Runtime profiles will provide all dependencies and setup needed for different computing environments.

If you are using a cluster, grid or HPC environment, apptainer would be an appropriate profile as it supplies an image with all dependencies ready.
If you are using a local computer, docker would be more appropriate. You can also choose to install the dependencies independently and run the pipeline that way if you choose to, but it is not recommended.

Currently, Sun of Grid Engine (SGE) is the only supported cluster environment.

The nextflow parameter -profile can be use to target the infrastructure you wish to run the pipeline on.

Apptainer (cluster)

Apptainer is a prerequisite.

Apptainer should be used if you are using a computing cluster or grid. You will first need to build the apptainer image before you can use the image (if it is not already built).

To build the image, run the command below from the conf directory:

apptainer build nf-wgs-dsl2.sif Apptainer

And then include the apptainer profile on the command line.

nextflow run main.nf \
-profile sge,apptainer \
--inputdir path/input_directory_fastq \
--outputdir path/output_directory

You should also include the job scheduler you will be using. In this case, sge is the job scheduler that will be used. Contact your system administrator if you are unsure about this setting.

Docker (local)

Docker is a prerequisite.

The pipeline can be easily run with docker and is the recommended way to run it when not using an HPC.

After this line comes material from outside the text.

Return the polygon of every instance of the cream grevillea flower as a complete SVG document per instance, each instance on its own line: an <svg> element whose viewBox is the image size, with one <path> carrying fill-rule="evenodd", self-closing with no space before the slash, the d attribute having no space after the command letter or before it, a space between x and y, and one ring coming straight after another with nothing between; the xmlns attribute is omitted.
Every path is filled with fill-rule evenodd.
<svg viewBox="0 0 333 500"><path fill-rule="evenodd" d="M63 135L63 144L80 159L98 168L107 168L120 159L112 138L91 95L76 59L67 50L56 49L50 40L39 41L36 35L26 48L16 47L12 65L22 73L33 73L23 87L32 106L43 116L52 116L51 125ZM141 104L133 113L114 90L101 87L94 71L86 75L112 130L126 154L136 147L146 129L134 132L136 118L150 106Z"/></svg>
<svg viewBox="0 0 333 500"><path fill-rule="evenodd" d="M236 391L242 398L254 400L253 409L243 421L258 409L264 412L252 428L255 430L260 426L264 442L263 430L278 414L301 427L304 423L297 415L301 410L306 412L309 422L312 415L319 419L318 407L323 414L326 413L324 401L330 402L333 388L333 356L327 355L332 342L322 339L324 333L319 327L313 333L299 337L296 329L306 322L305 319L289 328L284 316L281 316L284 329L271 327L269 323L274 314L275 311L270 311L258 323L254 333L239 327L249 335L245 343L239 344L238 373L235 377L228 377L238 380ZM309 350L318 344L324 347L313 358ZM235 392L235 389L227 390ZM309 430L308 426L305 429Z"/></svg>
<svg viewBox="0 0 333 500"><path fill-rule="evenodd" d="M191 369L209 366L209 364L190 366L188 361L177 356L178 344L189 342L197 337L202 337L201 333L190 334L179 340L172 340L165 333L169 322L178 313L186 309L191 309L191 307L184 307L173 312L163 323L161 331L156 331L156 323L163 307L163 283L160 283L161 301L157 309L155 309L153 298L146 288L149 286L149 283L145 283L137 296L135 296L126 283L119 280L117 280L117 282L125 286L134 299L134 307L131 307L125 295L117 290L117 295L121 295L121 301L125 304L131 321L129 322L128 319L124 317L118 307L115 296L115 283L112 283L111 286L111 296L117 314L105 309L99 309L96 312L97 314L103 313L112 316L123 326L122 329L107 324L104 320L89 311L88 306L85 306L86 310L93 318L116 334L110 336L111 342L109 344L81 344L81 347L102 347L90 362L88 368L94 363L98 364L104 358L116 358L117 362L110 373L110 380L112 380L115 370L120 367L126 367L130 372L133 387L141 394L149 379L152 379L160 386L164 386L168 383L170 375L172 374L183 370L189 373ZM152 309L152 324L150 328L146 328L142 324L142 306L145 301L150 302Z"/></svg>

Follow the steps below to setup your docker image from the conf directory:

Note: docker is a prerequisite.

docker build -t eppicenter/nf-wgs-dsl2 .

And you’re done! To run the pipeline, simply add -profile docker in your command.

nextflow run main.nf \
-profile docker \
--inputdir path/input_directory_fastq \
--outputdir path/output_directory

Conda (less recommended, under construction 🚧)

To use conda, you must first install either conda or miniconda. Once installed, include the conda profile on the command line.

nextflow run main.nf \
-profile conda \
--inputdir path/input_directory_fastq \
--outputdir path/output_directory